We have to set up a batch process that runs a query to delete a specific portion of couchbase docs (More than 35k docs at once). We have been told to use multi-threading and use 3.x version of .net sdk. Had read that batch processing is supported only in 2.7 .Can anyone suggest any pointers here for multithreading and batchprocessing ?

@krishnaa

It is supported, but via async Tasks, in 3.x. Basically, just run off a bunch of tasks and then await Task.WhenAll(tasks).

However, this approach does add a few complexities. For example, exceptions if any of the tasks fail are difficult to extract clearly. Also, if the batch size is very large (as yours is) it can actually cause performance issues if you don’t control the degree of parallelism.

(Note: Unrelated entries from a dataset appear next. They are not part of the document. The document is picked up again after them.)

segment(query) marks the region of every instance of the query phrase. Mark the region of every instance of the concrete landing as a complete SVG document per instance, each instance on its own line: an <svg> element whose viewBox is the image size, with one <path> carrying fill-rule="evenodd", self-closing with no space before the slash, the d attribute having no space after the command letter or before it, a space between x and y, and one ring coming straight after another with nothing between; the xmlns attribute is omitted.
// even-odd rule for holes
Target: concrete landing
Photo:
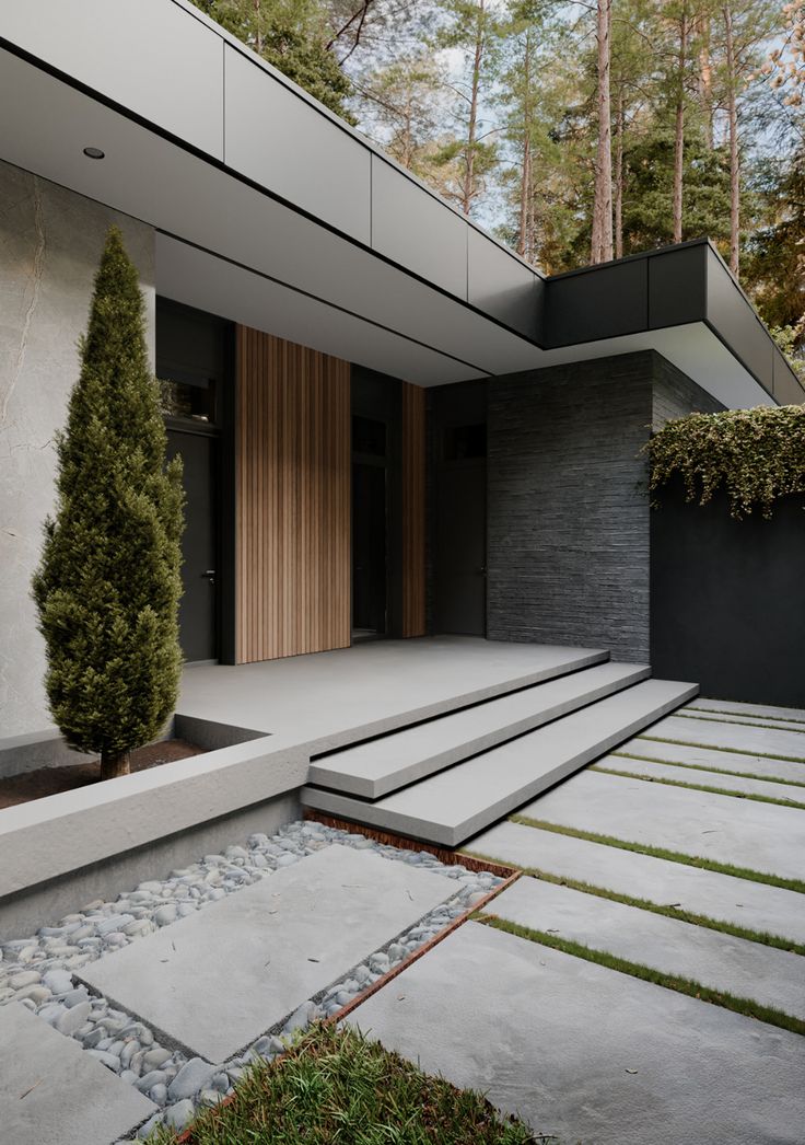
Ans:
<svg viewBox="0 0 805 1145"><path fill-rule="evenodd" d="M752 727L723 720L670 716L651 729L660 740L683 740L712 748L734 748L762 756L784 756L805 760L805 731L781 732L774 727Z"/></svg>
<svg viewBox="0 0 805 1145"><path fill-rule="evenodd" d="M691 684L645 680L376 803L313 787L303 788L302 802L359 823L457 846L696 690Z"/></svg>
<svg viewBox="0 0 805 1145"><path fill-rule="evenodd" d="M377 799L639 684L649 674L649 668L635 664L588 668L316 759L310 765L309 782Z"/></svg>
<svg viewBox="0 0 805 1145"><path fill-rule="evenodd" d="M524 877L489 910L661 973L805 1019L805 958L704 926Z"/></svg>
<svg viewBox="0 0 805 1145"><path fill-rule="evenodd" d="M649 764L644 759L627 759L623 756L605 756L598 760L600 767L612 767L614 771L628 772L630 775L644 775L647 780L672 780L675 783L699 783L704 787L716 787L724 791L734 791L736 796L759 795L766 799L791 799L805 804L805 787L794 787L789 783L770 783L766 780L748 780L741 775L724 775L720 772L700 772L690 767L675 767L674 764ZM796 765L792 765L796 766ZM805 766L803 782L805 782Z"/></svg>
<svg viewBox="0 0 805 1145"><path fill-rule="evenodd" d="M78 977L166 1044L224 1061L455 891L443 875L335 844Z"/></svg>
<svg viewBox="0 0 805 1145"><path fill-rule="evenodd" d="M640 736L621 744L617 750L635 756L647 756L648 759L662 759L669 764L696 764L699 767L717 767L726 772L746 772L766 779L805 783L805 764L792 764L787 759L766 759L764 756L740 751L717 751L716 748L691 748L682 743L657 742Z"/></svg>
<svg viewBox="0 0 805 1145"><path fill-rule="evenodd" d="M781 878L803 877L805 811L794 807L587 771L529 803L521 813Z"/></svg>
<svg viewBox="0 0 805 1145"><path fill-rule="evenodd" d="M698 697L690 706L704 712L739 712L741 716L759 716L760 719L771 717L805 724L805 709L802 708L773 708L768 704L746 704L732 700L708 700L704 696Z"/></svg>
<svg viewBox="0 0 805 1145"><path fill-rule="evenodd" d="M0 1140L110 1145L157 1106L23 1005L0 1006Z"/></svg>
<svg viewBox="0 0 805 1145"><path fill-rule="evenodd" d="M350 1021L583 1145L800 1145L805 1040L478 923Z"/></svg>
<svg viewBox="0 0 805 1145"><path fill-rule="evenodd" d="M805 909L803 897L796 891L520 823L499 823L477 836L468 850L512 867L531 867L635 899L676 905L734 926L805 943Z"/></svg>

I’ve been working on a library to help address this. It’s on GitHub, but not published to NuGet yet. I’d love it if you wanted to give it a try and give feedback on performance and API surface. Implement Couchbase.Extensions.MultiOp by brantburnett · Pull Request #92 · couchbaselabs/Couchbase.Extensions · GitHub

You should be able to pull the source from that branch and build it. Instructions for use are here: Couchbase.Extensions/docs/multi-op.md at 95b12bfcb0fee84281ae9c556d429c9c133185d0 · couchbaselabs/Couchbase.Extensions · GitHub

2 Likes

@btburnett3
My requirement is to delete a specific node from all the couchbase documents. So number of couchbase documents that specific node consists might vary from 10 couchbase docs to 35k couchbase documents.
I can fetch the count of documents from which the a specific node has to be deleted.

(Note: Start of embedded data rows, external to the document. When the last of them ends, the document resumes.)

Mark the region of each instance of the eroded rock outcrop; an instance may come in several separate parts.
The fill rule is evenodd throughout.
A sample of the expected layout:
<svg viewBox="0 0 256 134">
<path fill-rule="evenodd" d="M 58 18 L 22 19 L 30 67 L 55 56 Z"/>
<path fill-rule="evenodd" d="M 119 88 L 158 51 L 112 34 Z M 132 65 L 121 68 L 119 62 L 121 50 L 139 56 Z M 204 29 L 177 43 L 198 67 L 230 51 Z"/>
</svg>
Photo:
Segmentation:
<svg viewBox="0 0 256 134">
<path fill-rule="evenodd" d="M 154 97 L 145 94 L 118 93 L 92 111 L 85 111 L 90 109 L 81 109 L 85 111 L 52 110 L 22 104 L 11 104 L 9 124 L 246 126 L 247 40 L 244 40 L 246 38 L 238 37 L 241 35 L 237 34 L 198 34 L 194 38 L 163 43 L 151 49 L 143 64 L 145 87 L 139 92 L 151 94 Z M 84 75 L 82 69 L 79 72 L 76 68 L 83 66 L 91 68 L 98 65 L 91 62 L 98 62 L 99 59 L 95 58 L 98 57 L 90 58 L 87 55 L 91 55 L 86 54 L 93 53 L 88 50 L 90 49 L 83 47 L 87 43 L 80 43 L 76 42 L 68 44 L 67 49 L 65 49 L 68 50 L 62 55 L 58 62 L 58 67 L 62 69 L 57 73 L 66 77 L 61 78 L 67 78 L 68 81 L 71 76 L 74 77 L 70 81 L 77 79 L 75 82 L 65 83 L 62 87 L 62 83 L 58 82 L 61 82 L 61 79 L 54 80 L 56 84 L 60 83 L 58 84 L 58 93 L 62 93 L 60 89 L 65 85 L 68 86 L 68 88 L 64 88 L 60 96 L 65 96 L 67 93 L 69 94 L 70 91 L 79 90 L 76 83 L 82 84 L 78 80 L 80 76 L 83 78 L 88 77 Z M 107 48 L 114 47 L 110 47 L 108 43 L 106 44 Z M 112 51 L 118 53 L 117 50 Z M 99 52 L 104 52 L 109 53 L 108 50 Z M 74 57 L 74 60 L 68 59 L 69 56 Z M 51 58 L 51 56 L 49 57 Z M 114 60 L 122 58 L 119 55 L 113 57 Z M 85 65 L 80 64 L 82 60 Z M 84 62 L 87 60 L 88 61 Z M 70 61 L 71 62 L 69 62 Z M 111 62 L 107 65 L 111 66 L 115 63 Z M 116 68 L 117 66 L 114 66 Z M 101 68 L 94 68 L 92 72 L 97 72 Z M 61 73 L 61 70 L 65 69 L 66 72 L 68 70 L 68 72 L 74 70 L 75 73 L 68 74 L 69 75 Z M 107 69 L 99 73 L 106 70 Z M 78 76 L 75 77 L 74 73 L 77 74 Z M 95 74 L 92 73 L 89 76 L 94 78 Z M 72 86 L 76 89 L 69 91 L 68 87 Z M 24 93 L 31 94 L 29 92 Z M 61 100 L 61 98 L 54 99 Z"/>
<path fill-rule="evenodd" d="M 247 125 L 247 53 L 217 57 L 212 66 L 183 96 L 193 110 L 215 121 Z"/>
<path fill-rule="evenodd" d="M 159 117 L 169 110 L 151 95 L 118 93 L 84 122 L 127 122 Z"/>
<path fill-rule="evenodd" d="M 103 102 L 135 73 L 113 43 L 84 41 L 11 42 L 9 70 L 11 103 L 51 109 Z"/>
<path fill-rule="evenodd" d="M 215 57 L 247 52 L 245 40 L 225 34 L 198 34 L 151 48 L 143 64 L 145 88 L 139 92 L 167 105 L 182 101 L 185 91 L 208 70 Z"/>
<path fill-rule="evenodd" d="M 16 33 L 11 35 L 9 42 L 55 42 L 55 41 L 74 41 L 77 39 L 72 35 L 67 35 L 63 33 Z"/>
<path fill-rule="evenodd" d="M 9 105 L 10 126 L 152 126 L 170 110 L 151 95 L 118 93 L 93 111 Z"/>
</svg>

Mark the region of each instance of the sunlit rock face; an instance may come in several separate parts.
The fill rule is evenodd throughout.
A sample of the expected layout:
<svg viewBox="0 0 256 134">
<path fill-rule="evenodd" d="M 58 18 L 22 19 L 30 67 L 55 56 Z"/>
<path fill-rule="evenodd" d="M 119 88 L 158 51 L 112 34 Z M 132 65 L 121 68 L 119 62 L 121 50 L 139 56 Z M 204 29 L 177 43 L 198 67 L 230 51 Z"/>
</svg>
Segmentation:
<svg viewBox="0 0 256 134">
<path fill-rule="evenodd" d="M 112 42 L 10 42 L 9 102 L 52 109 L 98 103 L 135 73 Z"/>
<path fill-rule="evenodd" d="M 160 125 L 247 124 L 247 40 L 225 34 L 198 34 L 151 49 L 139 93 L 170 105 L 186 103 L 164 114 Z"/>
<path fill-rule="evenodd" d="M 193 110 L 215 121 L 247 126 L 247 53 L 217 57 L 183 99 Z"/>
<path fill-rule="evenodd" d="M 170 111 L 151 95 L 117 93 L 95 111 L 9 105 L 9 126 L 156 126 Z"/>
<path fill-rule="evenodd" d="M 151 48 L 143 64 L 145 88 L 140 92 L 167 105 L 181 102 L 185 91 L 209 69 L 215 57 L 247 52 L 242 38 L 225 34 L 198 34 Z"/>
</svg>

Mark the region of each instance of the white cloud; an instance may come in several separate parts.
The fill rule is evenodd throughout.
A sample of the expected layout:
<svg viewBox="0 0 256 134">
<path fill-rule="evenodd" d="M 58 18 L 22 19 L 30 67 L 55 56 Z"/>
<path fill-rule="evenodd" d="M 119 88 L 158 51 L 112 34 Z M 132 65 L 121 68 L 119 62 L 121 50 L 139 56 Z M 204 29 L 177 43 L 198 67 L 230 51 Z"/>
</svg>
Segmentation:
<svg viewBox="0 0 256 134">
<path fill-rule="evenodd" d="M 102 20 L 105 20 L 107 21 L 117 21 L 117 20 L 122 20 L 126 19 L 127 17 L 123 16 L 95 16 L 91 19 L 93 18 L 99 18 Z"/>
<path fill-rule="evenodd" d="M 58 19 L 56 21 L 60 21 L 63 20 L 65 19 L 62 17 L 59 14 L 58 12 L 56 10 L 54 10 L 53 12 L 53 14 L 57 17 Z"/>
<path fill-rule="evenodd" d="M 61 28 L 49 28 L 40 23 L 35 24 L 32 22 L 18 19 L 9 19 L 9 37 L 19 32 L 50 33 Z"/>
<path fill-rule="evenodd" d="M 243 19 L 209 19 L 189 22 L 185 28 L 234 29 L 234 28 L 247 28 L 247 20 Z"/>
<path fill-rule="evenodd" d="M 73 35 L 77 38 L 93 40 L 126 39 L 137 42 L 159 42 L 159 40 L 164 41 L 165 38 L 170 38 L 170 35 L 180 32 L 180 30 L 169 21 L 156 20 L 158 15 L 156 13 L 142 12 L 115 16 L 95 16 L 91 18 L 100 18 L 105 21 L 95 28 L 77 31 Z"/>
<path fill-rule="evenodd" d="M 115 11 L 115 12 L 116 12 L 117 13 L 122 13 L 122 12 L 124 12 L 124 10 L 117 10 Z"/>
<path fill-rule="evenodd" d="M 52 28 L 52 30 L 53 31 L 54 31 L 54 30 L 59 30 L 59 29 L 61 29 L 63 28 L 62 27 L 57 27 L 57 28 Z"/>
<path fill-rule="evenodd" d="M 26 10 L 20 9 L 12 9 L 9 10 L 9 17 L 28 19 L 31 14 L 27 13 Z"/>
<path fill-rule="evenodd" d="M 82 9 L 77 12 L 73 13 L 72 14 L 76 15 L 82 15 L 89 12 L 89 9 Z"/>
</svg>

So how can I use await Task.WhenAll(tasks) so that I can run a bunch off tasks?. How can I make sure the first task is not overwriting or repeating the things done by second task because I will not have the list of document Ids from which the node has to be deleted and document count is huge .

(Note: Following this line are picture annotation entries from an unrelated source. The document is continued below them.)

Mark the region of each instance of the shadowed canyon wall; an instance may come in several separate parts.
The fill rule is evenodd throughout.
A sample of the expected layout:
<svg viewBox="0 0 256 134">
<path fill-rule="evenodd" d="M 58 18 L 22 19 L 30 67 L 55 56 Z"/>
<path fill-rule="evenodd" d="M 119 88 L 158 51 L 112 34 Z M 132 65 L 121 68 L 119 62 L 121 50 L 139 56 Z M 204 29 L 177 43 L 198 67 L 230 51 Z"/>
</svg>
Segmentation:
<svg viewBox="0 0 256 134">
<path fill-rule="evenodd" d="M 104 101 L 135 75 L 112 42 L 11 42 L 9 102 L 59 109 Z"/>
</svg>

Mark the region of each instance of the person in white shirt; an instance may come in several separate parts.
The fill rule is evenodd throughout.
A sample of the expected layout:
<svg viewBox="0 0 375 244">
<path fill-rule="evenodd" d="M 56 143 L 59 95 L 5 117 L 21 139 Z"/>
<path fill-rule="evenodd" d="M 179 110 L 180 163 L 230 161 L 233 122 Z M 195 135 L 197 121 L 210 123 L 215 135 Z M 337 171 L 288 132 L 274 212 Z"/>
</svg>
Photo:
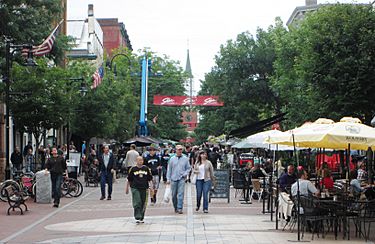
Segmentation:
<svg viewBox="0 0 375 244">
<path fill-rule="evenodd" d="M 206 151 L 200 151 L 198 153 L 193 173 L 196 177 L 195 186 L 197 188 L 197 207 L 195 210 L 199 210 L 203 195 L 203 212 L 208 213 L 208 194 L 215 181 L 215 176 L 214 167 L 212 166 L 212 163 L 207 160 Z"/>
<path fill-rule="evenodd" d="M 135 150 L 136 146 L 135 144 L 130 145 L 130 150 L 126 153 L 125 157 L 125 165 L 128 168 L 128 172 L 131 167 L 135 166 L 137 164 L 137 157 L 139 156 L 139 153 Z"/>
<path fill-rule="evenodd" d="M 297 196 L 297 184 L 299 184 L 299 194 L 301 196 L 319 195 L 318 189 L 308 180 L 307 172 L 304 169 L 298 171 L 298 178 L 298 181 L 292 185 L 292 196 Z"/>
</svg>

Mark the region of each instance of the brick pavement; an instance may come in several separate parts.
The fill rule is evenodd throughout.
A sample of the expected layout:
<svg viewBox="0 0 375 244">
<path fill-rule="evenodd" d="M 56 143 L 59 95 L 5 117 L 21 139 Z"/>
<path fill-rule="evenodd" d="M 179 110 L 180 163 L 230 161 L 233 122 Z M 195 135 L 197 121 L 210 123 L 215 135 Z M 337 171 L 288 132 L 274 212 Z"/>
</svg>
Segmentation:
<svg viewBox="0 0 375 244">
<path fill-rule="evenodd" d="M 79 198 L 63 198 L 60 208 L 28 202 L 29 212 L 6 215 L 0 203 L 0 243 L 289 243 L 296 233 L 275 230 L 262 204 L 240 204 L 231 189 L 231 201 L 212 199 L 209 214 L 195 212 L 195 187 L 187 184 L 184 214 L 175 214 L 171 203 L 148 206 L 144 224 L 133 218 L 131 196 L 124 194 L 125 180 L 114 184 L 111 201 L 100 201 L 99 188 L 85 187 Z M 333 235 L 313 242 L 337 243 Z M 311 240 L 311 234 L 305 234 Z M 351 243 L 364 241 L 352 239 Z"/>
</svg>

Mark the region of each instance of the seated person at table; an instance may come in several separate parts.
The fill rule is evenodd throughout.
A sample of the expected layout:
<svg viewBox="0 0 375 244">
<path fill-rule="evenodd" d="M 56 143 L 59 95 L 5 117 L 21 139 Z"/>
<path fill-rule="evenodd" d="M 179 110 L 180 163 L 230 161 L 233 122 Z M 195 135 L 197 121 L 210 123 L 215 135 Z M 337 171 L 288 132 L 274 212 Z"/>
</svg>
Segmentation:
<svg viewBox="0 0 375 244">
<path fill-rule="evenodd" d="M 357 179 L 359 181 L 365 181 L 367 180 L 367 172 L 366 172 L 366 165 L 364 162 L 361 162 L 360 165 L 359 165 L 359 169 L 358 169 L 358 175 L 357 175 Z"/>
<path fill-rule="evenodd" d="M 298 171 L 298 181 L 292 185 L 292 196 L 297 196 L 297 190 L 299 183 L 299 194 L 301 196 L 309 196 L 311 194 L 318 196 L 319 191 L 316 187 L 308 180 L 307 172 L 305 170 Z"/>
<path fill-rule="evenodd" d="M 328 190 L 333 189 L 333 178 L 331 176 L 331 171 L 330 170 L 325 170 L 322 175 L 322 180 L 320 181 L 320 185 Z"/>
<path fill-rule="evenodd" d="M 254 163 L 254 167 L 250 170 L 251 179 L 259 179 L 261 177 L 266 177 L 268 174 L 266 171 L 260 167 L 259 162 Z"/>
<path fill-rule="evenodd" d="M 294 166 L 289 165 L 288 171 L 283 173 L 281 177 L 278 179 L 278 184 L 280 185 L 281 191 L 286 191 L 287 189 L 290 189 L 290 187 L 293 185 L 294 182 L 296 182 L 297 177 L 294 173 Z"/>
<path fill-rule="evenodd" d="M 354 197 L 359 198 L 361 193 L 366 189 L 366 187 L 361 186 L 361 182 L 357 179 L 357 170 L 350 171 L 350 191 Z"/>
</svg>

If you don’t have the list of document keys what’s your plan to know which documents to mutate? Are you just going through all documents in the bucket and inspecting them one by one?

@btburnett3
Currently doing it via this N1QL query and have added the index for nested array
UPDATE Test AS d
SET d.children= ARRAY l FOR l IN d.children WHEN l.childId != “123456” END
WHERE ANY v IN d.children SATISFIES v.childId = “123456” END;

CREATE INDEX ix1 ON Test (DISTINCT ARRAY v.childId FOR v IN children END);

But wanted a better way of achieving this which improves performance

What’s the performance like running that query just as a SELECT query to get the document keys? If you had that list, then you could use the keys to spool off the mutations.

That said, depending on your goals, I’m not sure if it would improve performance. That’s basically what the query node is already doing for you. Seems like your major problem isn’t the mutations, but how you’re identifying documents which need to be mutated.